Faqih fi mashalihi-l-khalqi adalah sebutan tentang identitas ulama yang memahami dan mengenal dengan baik kesejahteraan dan kemaslahatan umat manusia. Sebutan ini diangkat oleh Imam al-Ghazali dalam bukunya yang terkenal, Ihya Ulumiddin.
<>
Dalam karya tersebut yang sering dijadikan rujukan oleh orang-orang pesantren, disebutkan bahwa setiap ulama adalah orang yang abid (ahli ibadah), zuhud (tidak serakah), mengerti ilmu-imu akhirat, pengetahuannya diabdikan untuk Allah, peka, jeli, dan paham benar akan kemaslahatan makhluk (faqihun fi mashalihi-l-khalqi).
Predikat ulama seperti ini kemudian diaktualisasikan dalam konteks ke-NU-an oleh KH Sahal Mahfudh (kini Rais Am PBNU), dalam berbagai tulisan, kiprah dan juga dalam gagasannya tentang fiqih sosial.
Peranan ulama sebagai faqihun fi mashalihi-l-khalqi sudah ditunjukkan oleh Kiai Sahal sejak tahun 1980-an, yang menggagas program pemberdayaan masyarakat melalui pesantren, kerjasama Pesantren Maslakul Huda, kajen, pati, yang beliau bina, bersama dengan LP3ES dan P3M (Perhimpunan Pengembangan Pesantren dan Masyarakat) Jakarta.
Program berbasis masyarakat bawah tersebut menginspirasikan sebuah pergumulan para kiai dan kaum santri dengan masyarakatnya, untuk terlibat dalam masalah-masalah sosial yang dihadapi masyarakat.
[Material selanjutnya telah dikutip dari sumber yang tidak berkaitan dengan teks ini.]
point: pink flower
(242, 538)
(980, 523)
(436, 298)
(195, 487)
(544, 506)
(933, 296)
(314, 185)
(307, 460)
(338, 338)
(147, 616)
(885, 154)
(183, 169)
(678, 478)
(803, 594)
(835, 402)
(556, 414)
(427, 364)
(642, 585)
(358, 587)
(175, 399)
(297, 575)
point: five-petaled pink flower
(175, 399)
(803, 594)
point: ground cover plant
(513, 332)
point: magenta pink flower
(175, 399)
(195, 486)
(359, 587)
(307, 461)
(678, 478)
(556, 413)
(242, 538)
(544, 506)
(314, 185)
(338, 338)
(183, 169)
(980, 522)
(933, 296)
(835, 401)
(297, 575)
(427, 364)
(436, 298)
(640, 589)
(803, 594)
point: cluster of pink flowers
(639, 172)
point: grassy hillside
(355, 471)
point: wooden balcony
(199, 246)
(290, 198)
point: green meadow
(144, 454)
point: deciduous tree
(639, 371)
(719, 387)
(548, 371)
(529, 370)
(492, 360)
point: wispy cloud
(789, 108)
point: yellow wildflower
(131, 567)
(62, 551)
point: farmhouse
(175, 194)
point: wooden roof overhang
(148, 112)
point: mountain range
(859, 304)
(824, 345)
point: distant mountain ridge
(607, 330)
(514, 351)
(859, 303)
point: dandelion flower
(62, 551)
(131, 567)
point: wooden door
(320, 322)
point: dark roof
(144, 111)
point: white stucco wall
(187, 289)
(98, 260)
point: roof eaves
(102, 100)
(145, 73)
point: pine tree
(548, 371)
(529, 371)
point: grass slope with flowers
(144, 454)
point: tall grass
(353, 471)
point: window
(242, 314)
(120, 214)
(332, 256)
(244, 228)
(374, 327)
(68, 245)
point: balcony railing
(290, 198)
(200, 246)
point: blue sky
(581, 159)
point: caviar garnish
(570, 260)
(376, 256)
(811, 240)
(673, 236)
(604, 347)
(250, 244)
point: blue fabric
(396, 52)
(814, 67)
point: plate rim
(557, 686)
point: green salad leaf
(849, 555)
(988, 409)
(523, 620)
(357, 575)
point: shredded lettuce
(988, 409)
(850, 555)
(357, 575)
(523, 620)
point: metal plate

Kiai atau ulama sebagai motivator dan pemberi inspirasi dan solusi.
Di samping memberikan motivasi keagamaan maupun sosial, sekaligus mereka mampu mempengaruhi masyarakat untuk menumbuhkan dinamika yang tinggi dalam meningkatkan kualitas hidup dan kehidupannya, di bidang material maupun spiritual, untuk mencapai keseimbangan antara dunia dan akhirat, antara dimensi ruhiyah dan waqi’iyah.
Dengan peran seperti ini, para ulama berupaya sekuat tenaga untuk menjaga kehormatan dan kemandirian bangsa, serta melakukan perbaikan terhadap umat.
Menurut Kiai Sahal, program penguatan dan pengembangan masyarakat ini merupakan bagian dari komitmen sosial-kebangsaan ulama.
Selanjutnya, hal itu akan menjadi bahan tambahan khazanah ilmu pengetahuan kaum santri. Karena dengan bergumul dengan program-program sosial tersebut akan menambah wawasan pemikiran sehingga menambah kepekaan kaum santri terhadap masalah-masalah sosial yang ada di sekitarnya.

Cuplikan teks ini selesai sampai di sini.